Aneesh Manohar's Home Page

Aneesh Manohar, Professor of Physics

AM
  • Physics Department 0319
    University of California, San Diego
    9500 Gilman Drive
    La Jolla, CA 92093

  • Tel: (858) 534-5264

  • Fax: (858) 534-0173

  • email: amanohar@ucsd.edu

Degrees

1981

B.S. (honors) - California Institute of Technology

1983

Ph. D. - Harvard University

Fellowships and Awards

2004

Humboldt Foundation Research Award

1989-90

DOE Outstanding Junior Investigator Award

1989-96

NSF Presidential Young Investigator Award

1987-91

Alfred P. Sloan Foundation Fellowship

1983-1986

Junior Fellow, Harvard Society of Fellows

Research

Professor Manohar's research interests have been in various areas of high energy physics that make contact with experiment. The use of effective theories and symmetries has been a common theme in much of the work. Some of the research topics are:

1/N

The 1/N expansion was used to show the existence of a spin-flavor symmetry for baryons, and to classify the structure of the 1/N corrections. The predictions are in excellent agreement with data, and have important implications for the properties of baryons (masses, magnetic moments, pion couplings, etc.). The 1/N expansion has been used to explain the successes of the naive quark model and the Skyrme model.
See Lectures at the 1997 Les Houches Summer School for a review

Heavy Quark Effective Theory

Applications of effective theory methods to hadrons containing a heavy quark. Topics include inclusive decays, radiative corrections, and the upsilon expansion.
See the book Heavy Quark Physics written in collaboration with Mark Wise.

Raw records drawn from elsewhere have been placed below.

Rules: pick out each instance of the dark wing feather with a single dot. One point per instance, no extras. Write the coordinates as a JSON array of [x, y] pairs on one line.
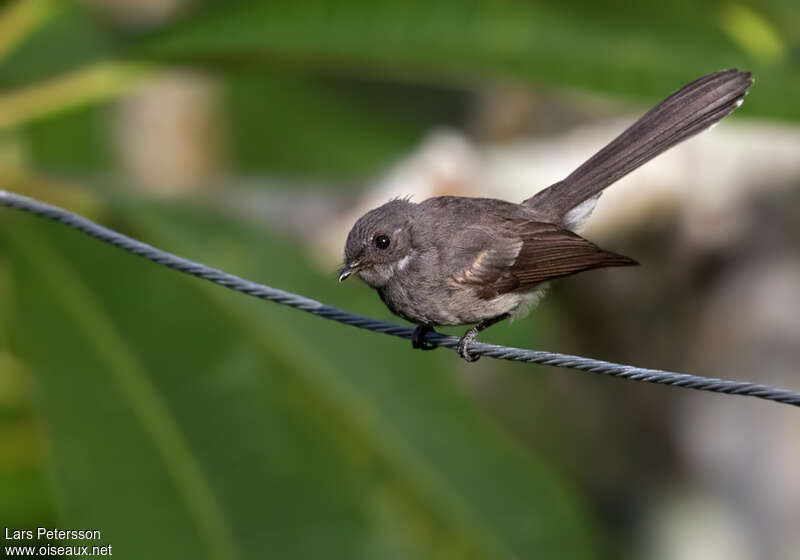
[[523, 254]]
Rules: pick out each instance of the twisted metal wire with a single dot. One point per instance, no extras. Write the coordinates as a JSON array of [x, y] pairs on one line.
[[314, 307]]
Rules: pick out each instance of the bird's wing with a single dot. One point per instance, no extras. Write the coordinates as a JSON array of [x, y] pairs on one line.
[[520, 255]]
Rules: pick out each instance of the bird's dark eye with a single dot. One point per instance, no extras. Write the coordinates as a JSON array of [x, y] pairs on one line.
[[382, 241]]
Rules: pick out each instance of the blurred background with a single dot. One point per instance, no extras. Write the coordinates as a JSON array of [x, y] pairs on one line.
[[186, 421]]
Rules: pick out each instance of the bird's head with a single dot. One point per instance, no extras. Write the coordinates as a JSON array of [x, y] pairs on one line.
[[380, 243]]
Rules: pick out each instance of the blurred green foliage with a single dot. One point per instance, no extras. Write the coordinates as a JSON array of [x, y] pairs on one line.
[[187, 422]]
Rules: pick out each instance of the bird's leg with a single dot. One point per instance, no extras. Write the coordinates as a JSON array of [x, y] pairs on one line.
[[470, 336], [418, 338]]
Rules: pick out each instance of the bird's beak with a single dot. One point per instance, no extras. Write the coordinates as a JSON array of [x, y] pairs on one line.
[[348, 270]]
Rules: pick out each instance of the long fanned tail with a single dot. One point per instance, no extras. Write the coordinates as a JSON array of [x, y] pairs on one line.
[[691, 109]]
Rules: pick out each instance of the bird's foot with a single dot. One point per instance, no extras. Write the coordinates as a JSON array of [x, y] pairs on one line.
[[464, 343], [418, 338]]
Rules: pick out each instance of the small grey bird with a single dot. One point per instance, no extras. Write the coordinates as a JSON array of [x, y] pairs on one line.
[[475, 261]]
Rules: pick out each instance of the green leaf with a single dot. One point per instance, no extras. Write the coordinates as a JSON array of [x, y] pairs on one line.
[[220, 426], [644, 50]]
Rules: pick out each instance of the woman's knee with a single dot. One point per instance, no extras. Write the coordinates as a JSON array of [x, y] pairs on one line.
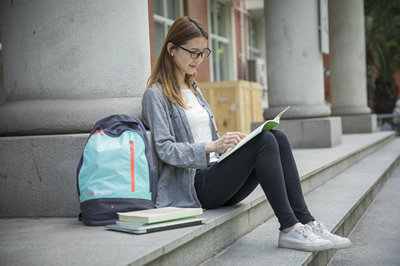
[[267, 138], [280, 137]]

Chiral Perturbation Theory

Developed a systematic power counting expansion for baryon chiral perturbation theory. See talks by Jenkins and by Manohar at the workshop on Effective Field Theories, Dobogoko, Hungary, 1991.

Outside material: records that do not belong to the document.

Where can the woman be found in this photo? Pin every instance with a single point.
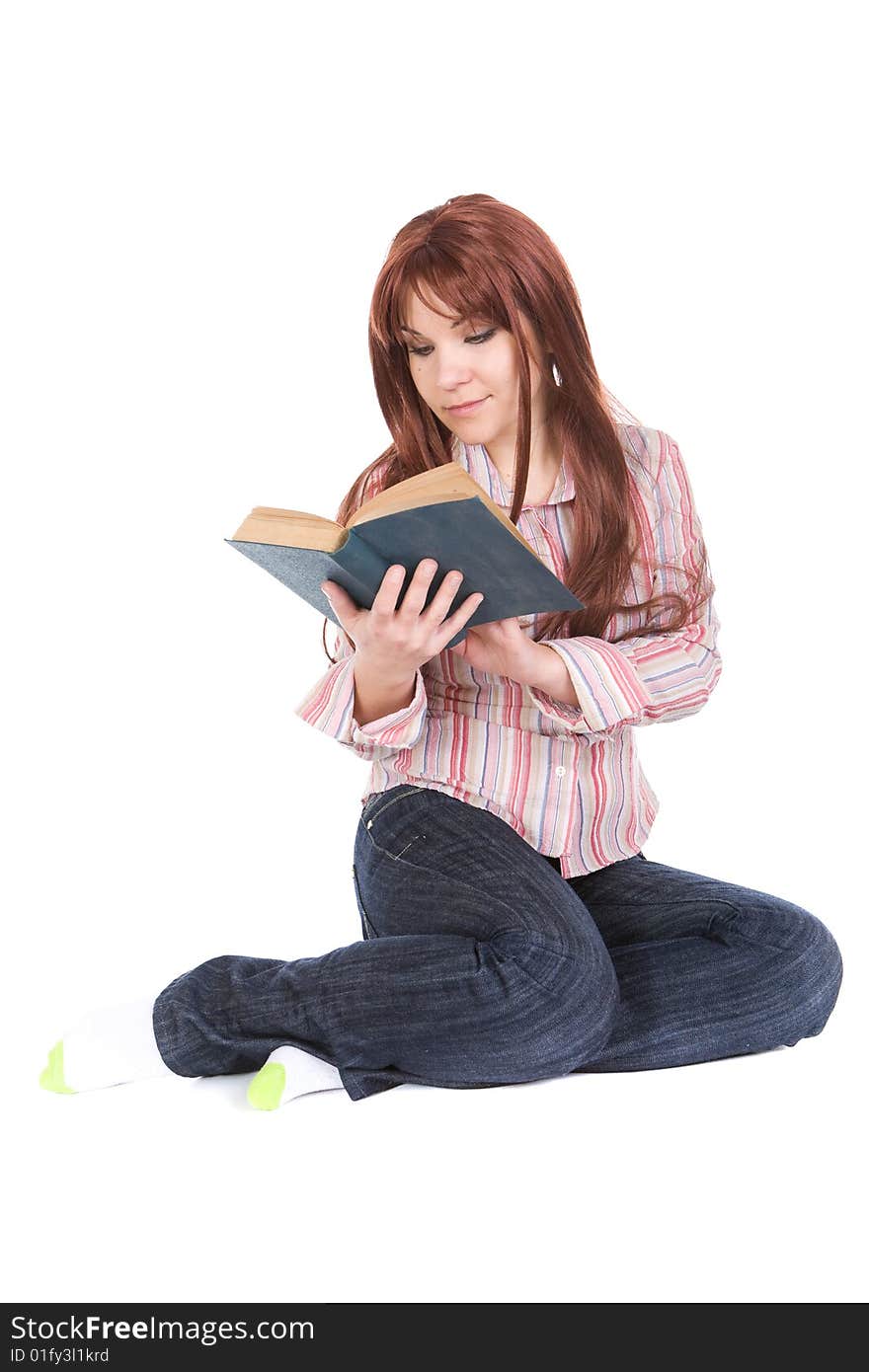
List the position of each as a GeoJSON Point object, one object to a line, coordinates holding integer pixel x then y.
{"type": "Point", "coordinates": [513, 929]}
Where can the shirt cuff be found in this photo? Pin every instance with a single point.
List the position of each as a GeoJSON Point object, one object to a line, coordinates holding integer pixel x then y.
{"type": "Point", "coordinates": [608, 689]}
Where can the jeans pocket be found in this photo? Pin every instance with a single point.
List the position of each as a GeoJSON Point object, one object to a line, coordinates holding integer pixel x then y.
{"type": "Point", "coordinates": [393, 826]}
{"type": "Point", "coordinates": [368, 929]}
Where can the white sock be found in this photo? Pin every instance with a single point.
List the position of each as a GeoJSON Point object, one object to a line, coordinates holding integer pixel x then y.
{"type": "Point", "coordinates": [106, 1047]}
{"type": "Point", "coordinates": [290, 1072]}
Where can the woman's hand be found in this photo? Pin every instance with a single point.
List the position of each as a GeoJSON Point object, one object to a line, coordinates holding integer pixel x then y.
{"type": "Point", "coordinates": [502, 649]}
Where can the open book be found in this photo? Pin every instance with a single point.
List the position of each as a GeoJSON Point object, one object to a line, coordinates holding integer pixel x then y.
{"type": "Point", "coordinates": [439, 513]}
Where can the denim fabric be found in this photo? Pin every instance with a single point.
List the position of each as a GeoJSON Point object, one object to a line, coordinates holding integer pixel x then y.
{"type": "Point", "coordinates": [479, 964]}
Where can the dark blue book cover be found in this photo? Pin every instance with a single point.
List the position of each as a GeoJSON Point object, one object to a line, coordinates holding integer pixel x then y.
{"type": "Point", "coordinates": [467, 534]}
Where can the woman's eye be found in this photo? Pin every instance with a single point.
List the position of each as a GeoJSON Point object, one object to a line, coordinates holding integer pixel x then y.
{"type": "Point", "coordinates": [477, 341]}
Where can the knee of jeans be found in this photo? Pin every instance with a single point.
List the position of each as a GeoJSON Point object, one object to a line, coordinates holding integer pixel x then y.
{"type": "Point", "coordinates": [567, 1007]}
{"type": "Point", "coordinates": [810, 955]}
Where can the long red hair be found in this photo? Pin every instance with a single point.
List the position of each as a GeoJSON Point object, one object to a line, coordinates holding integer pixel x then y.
{"type": "Point", "coordinates": [485, 260]}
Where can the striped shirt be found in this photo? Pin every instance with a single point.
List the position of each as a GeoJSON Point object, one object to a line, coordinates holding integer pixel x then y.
{"type": "Point", "coordinates": [566, 777]}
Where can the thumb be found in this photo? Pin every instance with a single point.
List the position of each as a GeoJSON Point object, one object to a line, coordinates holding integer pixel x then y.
{"type": "Point", "coordinates": [335, 595]}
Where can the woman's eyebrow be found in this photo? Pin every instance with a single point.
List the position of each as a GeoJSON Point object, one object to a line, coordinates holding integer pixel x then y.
{"type": "Point", "coordinates": [416, 333]}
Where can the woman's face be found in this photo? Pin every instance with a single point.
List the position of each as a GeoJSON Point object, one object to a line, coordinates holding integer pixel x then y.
{"type": "Point", "coordinates": [472, 359]}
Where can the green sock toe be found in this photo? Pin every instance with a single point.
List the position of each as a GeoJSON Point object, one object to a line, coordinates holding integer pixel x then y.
{"type": "Point", "coordinates": [268, 1087]}
{"type": "Point", "coordinates": [51, 1077]}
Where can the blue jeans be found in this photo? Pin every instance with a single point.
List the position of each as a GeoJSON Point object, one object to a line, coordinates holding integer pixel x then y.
{"type": "Point", "coordinates": [479, 964]}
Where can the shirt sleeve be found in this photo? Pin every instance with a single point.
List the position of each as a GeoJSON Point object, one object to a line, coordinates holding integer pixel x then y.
{"type": "Point", "coordinates": [328, 704]}
{"type": "Point", "coordinates": [655, 676]}
{"type": "Point", "coordinates": [328, 707]}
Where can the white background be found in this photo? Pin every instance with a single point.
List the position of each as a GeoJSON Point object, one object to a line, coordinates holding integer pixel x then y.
{"type": "Point", "coordinates": [198, 200]}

Non-relativistic Effective Theories

Developed a consistent effective theory formalism for nonrelativistic QED and QCD that uses a renormalization group in velocity space.

PDG

Member of the Particle Data Group, which produces the Review of Particle Physics

Postdocs

See the postdoc page for a list of UCSD postdocs, and where they are now. Former UCSD postdocs have done extremely well.